Diez lecheras de antidisturbios, con sus lucecitas azules
encendidas y todo, para garantizar la seguridad de una protesta que apenas
alcanzaba a los dos centenares de personas me parece un dispendio del todo
innecesario. Y justamente eso es lo que ha sucedido hoy con la manifestación
convocada por los estudiantes sevillanos que partió del rectorado sobrepasadas
las seis de la tarde.
A las manifestaciones, como a casi todo en la vida, si hay
que ir se va. Pero ir por ir, va a ser que no. Cualquiera que haya pasado por
una universidad sevillana, aunque sólo sea para ver si su nombre figuraba en
una lista de admitidos, sabe que los jueves son mortales, máxime cuando
anteceden a un puente de tres días justo al comienzo del curso.

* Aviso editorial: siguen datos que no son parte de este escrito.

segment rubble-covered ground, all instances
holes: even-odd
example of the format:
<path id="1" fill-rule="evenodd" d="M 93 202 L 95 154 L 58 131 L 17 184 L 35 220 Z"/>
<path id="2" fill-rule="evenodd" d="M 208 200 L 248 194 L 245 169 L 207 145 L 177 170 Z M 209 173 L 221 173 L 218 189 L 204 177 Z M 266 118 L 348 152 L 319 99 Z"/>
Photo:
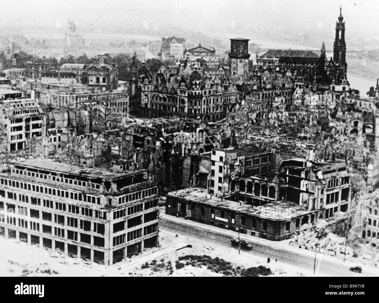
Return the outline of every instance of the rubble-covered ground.
<path id="1" fill-rule="evenodd" d="M 231 247 L 212 245 L 206 239 L 194 241 L 162 231 L 159 248 L 149 249 L 121 262 L 107 266 L 62 255 L 38 245 L 0 237 L 0 276 L 243 276 L 312 275 L 310 270 L 263 258 Z M 180 244 L 192 247 L 171 250 Z"/>
<path id="2" fill-rule="evenodd" d="M 340 212 L 329 221 L 319 219 L 315 229 L 301 234 L 290 244 L 312 250 L 316 245 L 318 252 L 372 266 L 379 263 L 379 247 L 366 244 L 358 236 L 358 221 L 352 221 L 348 232 L 346 222 L 346 214 Z"/>

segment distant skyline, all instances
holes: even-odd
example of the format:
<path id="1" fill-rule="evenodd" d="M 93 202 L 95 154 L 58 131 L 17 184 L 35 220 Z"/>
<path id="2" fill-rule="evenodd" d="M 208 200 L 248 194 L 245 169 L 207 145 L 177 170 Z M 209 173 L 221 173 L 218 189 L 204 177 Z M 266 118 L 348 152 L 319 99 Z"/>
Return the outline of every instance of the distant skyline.
<path id="1" fill-rule="evenodd" d="M 69 19 L 78 28 L 116 28 L 125 33 L 132 24 L 156 30 L 178 27 L 208 34 L 220 31 L 247 37 L 264 30 L 319 31 L 329 36 L 340 5 L 349 33 L 365 33 L 379 39 L 376 0 L 0 0 L 0 27 L 52 27 L 57 21 L 65 27 Z"/>

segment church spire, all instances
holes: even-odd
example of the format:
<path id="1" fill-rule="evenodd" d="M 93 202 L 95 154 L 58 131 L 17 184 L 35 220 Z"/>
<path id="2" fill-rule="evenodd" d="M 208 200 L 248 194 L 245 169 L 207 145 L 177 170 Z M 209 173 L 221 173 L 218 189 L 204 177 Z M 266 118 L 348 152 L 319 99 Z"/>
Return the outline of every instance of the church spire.
<path id="1" fill-rule="evenodd" d="M 321 55 L 322 56 L 325 56 L 326 53 L 326 51 L 325 50 L 325 42 L 323 41 L 323 46 L 321 47 Z"/>
<path id="2" fill-rule="evenodd" d="M 343 20 L 343 17 L 342 16 L 342 7 L 340 6 L 340 16 L 338 17 L 338 20 L 340 20 L 340 22 L 342 22 Z"/>

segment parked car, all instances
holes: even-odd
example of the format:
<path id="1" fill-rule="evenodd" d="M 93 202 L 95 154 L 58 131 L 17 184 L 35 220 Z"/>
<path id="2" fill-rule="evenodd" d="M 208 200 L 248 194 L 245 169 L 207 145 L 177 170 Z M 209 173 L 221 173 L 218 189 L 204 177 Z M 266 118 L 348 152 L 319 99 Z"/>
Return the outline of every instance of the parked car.
<path id="1" fill-rule="evenodd" d="M 352 272 L 356 272 L 361 273 L 362 272 L 362 267 L 360 266 L 356 266 L 355 267 L 350 267 L 350 270 Z"/>
<path id="2" fill-rule="evenodd" d="M 230 242 L 233 246 L 239 246 L 240 242 L 241 248 L 248 250 L 253 249 L 253 247 L 250 244 L 250 242 L 246 241 L 246 240 L 241 240 L 240 241 L 239 241 L 238 239 L 236 238 L 233 238 L 230 240 Z"/>

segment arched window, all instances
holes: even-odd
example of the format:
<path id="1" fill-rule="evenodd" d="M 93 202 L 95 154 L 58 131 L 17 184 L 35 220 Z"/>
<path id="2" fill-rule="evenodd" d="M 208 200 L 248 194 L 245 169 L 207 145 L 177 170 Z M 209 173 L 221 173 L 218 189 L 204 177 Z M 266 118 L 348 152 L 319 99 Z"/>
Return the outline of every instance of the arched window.
<path id="1" fill-rule="evenodd" d="M 236 180 L 232 180 L 232 183 L 230 184 L 230 191 L 232 192 L 236 190 Z"/>
<path id="2" fill-rule="evenodd" d="M 257 196 L 259 196 L 260 194 L 260 185 L 259 183 L 254 184 L 254 194 Z"/>
<path id="3" fill-rule="evenodd" d="M 262 195 L 267 196 L 267 186 L 263 184 L 262 186 Z"/>
<path id="4" fill-rule="evenodd" d="M 240 181 L 240 191 L 245 191 L 245 181 L 243 180 L 241 180 Z"/>
<path id="5" fill-rule="evenodd" d="M 270 198 L 275 198 L 276 192 L 275 187 L 271 185 L 269 189 L 268 196 Z"/>
<path id="6" fill-rule="evenodd" d="M 250 181 L 247 182 L 246 186 L 246 191 L 251 194 L 253 193 L 253 183 Z"/>

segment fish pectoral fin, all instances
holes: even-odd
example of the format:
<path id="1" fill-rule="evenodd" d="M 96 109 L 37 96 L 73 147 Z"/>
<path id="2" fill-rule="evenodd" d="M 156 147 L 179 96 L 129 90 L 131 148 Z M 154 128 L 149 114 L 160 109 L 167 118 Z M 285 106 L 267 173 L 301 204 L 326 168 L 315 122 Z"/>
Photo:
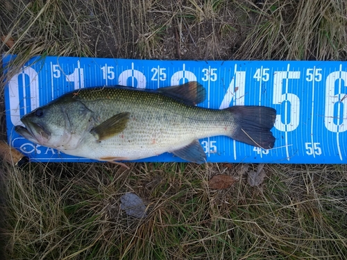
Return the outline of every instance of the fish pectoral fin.
<path id="1" fill-rule="evenodd" d="M 90 132 L 98 139 L 98 141 L 110 138 L 126 128 L 129 115 L 130 113 L 128 112 L 117 114 L 94 127 Z"/>
<path id="2" fill-rule="evenodd" d="M 206 162 L 206 154 L 198 140 L 179 150 L 171 152 L 176 156 L 189 162 L 203 164 Z"/>
<path id="3" fill-rule="evenodd" d="M 206 98 L 206 89 L 196 81 L 178 86 L 161 87 L 156 92 L 191 105 L 198 104 Z"/>

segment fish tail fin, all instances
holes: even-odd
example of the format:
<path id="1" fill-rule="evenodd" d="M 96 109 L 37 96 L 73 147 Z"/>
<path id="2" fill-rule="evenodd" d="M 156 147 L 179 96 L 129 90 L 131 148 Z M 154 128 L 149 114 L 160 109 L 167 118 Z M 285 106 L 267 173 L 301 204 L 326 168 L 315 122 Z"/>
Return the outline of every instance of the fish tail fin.
<path id="1" fill-rule="evenodd" d="M 276 119 L 276 110 L 253 105 L 235 105 L 226 110 L 232 114 L 237 125 L 231 138 L 264 149 L 273 147 L 276 139 L 270 130 Z"/>

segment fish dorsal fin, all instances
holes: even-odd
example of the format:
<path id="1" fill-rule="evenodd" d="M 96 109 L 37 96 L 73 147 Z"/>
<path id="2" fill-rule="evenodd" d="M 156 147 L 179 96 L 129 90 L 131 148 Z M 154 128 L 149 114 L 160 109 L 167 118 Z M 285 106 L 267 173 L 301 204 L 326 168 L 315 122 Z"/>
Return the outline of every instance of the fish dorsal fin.
<path id="1" fill-rule="evenodd" d="M 129 115 L 130 113 L 128 112 L 117 114 L 92 129 L 90 132 L 98 139 L 98 141 L 110 138 L 125 129 L 129 120 Z"/>
<path id="2" fill-rule="evenodd" d="M 191 105 L 198 104 L 206 98 L 206 89 L 197 81 L 191 81 L 178 86 L 161 87 L 156 92 Z"/>
<path id="3" fill-rule="evenodd" d="M 203 164 L 206 162 L 206 154 L 198 140 L 194 140 L 187 146 L 171 153 L 188 162 L 197 164 Z"/>

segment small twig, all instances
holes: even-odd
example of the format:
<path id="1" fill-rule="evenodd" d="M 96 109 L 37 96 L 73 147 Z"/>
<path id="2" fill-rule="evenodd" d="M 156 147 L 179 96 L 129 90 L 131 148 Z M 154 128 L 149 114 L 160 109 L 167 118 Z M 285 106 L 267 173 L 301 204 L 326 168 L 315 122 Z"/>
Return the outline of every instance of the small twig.
<path id="1" fill-rule="evenodd" d="M 178 37 L 178 30 L 177 28 L 177 26 L 175 27 L 175 36 L 177 55 L 178 56 L 178 59 L 180 60 L 180 41 Z"/>

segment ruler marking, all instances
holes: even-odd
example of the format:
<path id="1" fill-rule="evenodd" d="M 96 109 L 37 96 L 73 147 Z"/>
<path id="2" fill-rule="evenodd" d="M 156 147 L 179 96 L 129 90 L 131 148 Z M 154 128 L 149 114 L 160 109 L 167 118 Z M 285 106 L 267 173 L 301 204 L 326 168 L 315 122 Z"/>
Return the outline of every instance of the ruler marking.
<path id="1" fill-rule="evenodd" d="M 339 103 L 337 104 L 337 131 L 336 132 L 336 141 L 337 141 L 337 152 L 339 153 L 339 156 L 340 157 L 340 159 L 342 161 L 342 155 L 341 153 L 341 148 L 340 148 L 340 142 L 339 142 L 339 130 L 340 130 L 340 114 L 341 114 L 341 98 L 340 98 L 340 94 L 341 92 L 341 83 L 342 83 L 342 64 L 340 64 L 340 67 L 339 70 Z M 343 116 L 342 116 L 342 120 Z"/>
<path id="2" fill-rule="evenodd" d="M 290 69 L 290 64 L 288 64 L 287 66 L 287 71 L 285 73 L 285 152 L 286 152 L 286 156 L 287 156 L 287 159 L 289 161 L 290 159 L 289 157 L 289 146 L 288 146 L 288 125 L 287 125 L 287 112 L 288 112 L 288 102 L 287 101 L 288 100 L 288 76 L 289 73 L 289 69 Z"/>
<path id="3" fill-rule="evenodd" d="M 313 67 L 313 75 L 314 78 L 312 78 L 312 114 L 311 114 L 311 145 L 312 146 L 312 149 L 314 149 L 314 138 L 313 138 L 313 125 L 314 125 L 314 75 L 316 75 L 316 66 Z M 314 158 L 316 157 L 316 153 L 314 153 L 314 150 L 313 150 L 312 155 Z"/>
<path id="4" fill-rule="evenodd" d="M 210 108 L 210 86 L 211 84 L 211 66 L 208 66 L 208 108 Z M 208 137 L 208 156 L 210 157 L 210 154 L 211 153 L 211 149 L 210 149 L 210 144 L 211 143 L 210 142 L 210 137 Z"/>

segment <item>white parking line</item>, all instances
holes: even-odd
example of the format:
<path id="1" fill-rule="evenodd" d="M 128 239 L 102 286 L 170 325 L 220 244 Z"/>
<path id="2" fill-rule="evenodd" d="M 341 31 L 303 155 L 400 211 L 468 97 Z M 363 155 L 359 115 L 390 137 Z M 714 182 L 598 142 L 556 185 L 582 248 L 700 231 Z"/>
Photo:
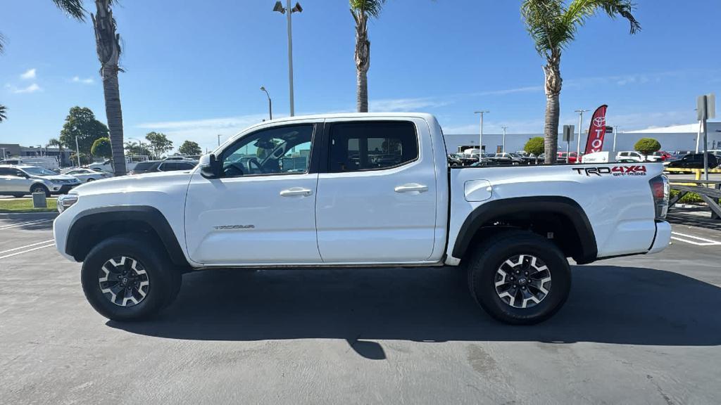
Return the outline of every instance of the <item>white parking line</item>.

Convocar una protesta en un día como hoy y precisamente a
las seis de la tarde es un suicidio en lo referente a alcanzar el éxito que se
pretende. Porque a esas horas, el que no está a bordo de un tren de regreso a
casa para aprovechar el puente con la familia o con su media naranja, está en
el súper comprando los avíos para la botellona que precede al largo fin de
semana. Es tan triste como real.
Desde luego que hay que reseñar la animosidad y contumacia
de los que asistieron y aguantaron todo el recorrido hasta las setas de la
Encarnación con una actitud incluso festiva. Han demostrado que su moral es a
prueba de bombas, porque no han parado de gritar en todo el trayecto,
deteniéndose en cuanta sucursal bancaria encontraban a su paso e invitando a
los curiosos mirones, en número infinitamente mayor a los manifestantes, a
sumarse a la protesta. Es más que loable tanta abnegación.
Pero en esto de las luchas también cabría analizar los
efectos de la efectividad o no de las mismas. Porque creo que, a estas alturas
de la crisis, la gente ya empieza a estar harta de tanta manifestación sin
frutos palpables. Es energía desperdiciada si no viene seguida de algún logro
que traspase la sutil frontera de lo que es la mera visibilidad de la protesta.
Y hasta ahora, de logros más bien poquitos.
Mientras tanto, la policía de cháchara en las esquinas y,
alguno que otro escaqueándose a un bar cercano para tomar un café que
combatiera el mortal aburrimiento de una tarde que amenazaba con eternizarse
demasiado.
Dicen que la prevista para el 18 de octubre próximo será más
masiva y multitudinaria. Dos hechos incuestionables apoyan esta predicción:
dicho día no se impartirán clases y además, por primera vez en la historia de
la enseñanza, los papás han apoyado la huelga. Esperemos que entonces los
periodistas tengamos algo más jugoso que contar.
Lo dicho, si hay que ir se va. Pero ir pa ná, como que no.